Monday, July 11, 2016

objectively speaking?

An interesting blog post asks the question, "what if teachers refrained from laying out what the objective of a lesson might be? It has become a commonly held belief that teachers should clearly state their objectives regarding each lesson so that students would be better able to comply with what is expected of them. If the purpose of student participation in education is to get good grades, then knowing what the teacher expects sounds like a no-brainer, right?  To make this work, teacher objectives are often written on the board for each lesson, but the blog post asks whether it might be better to simply leave the students in the dark. The post lays out three reasons why declining to state teachers objectives at the start of the lesson might be a good idea.
  • The first is that laying out lesson objectives describes at the outset the teacher being in control of the outcome of each lesson.
  • Secondly, communicating objectives robs the lesson of the sense of discovery that comes as students progress through learning. It's like telling the end of the story before turning the first page of the book. If the student is informed of what the outcome must be, is there really any reason to pay further attention?
  • And third, laying out the objectives of the lesson in advance, keeps students from exploring tangential learning opportunities.  For instance, "If this, then what about that?" "Sorry, this lesson is not intended to go in that direction."
I add a fourth point. If you pay attention to the first principle of Educational Sloyd, that of starting with the interests of the child, you begin to understand that children actually  have learning objectives of their own, that are too often squelched within the traditional school environment. Do teachers ever imagine that students would have learning objectives of their very own? Are they given that much credit?

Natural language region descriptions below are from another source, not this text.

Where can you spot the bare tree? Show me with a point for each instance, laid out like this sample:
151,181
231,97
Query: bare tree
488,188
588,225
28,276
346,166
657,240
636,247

Can you imagine a school in which students are as interested and engaged as we would hope they might be, but in which they were expected to sublimate their own learning objectives to those their teachers dutifully write on the board each day, and without listening to what student interests might be? Good luck with that one.

Quite sadly and in many cases, student interests are squelched and marginalized. I am reminded of one of my former students who had bounced like a basketball between Clear Spring School and the local public school. He told me, "I hate learning." What I knew to be true was that he had learned to hate being taught. Outside of school, he loved learning to cook, and was busy in after school hours producing claymation video. The problem that kept my student bouncing back and forth between schools was not in the student, but in the institutions that made little allowance for the fact that the student would naturally have learning objectives of his own that could be nourished and brought forth.

Yesterday in the wood shop, I cut fret slots in a fret board, and  inlaid small maple dots where normally required between certain frets. I am almost done with yet another box guitar. Today I will continue working in fulfillment of my own objectives.

Make, fix, create, and extend to others the likelihood of learning likewise.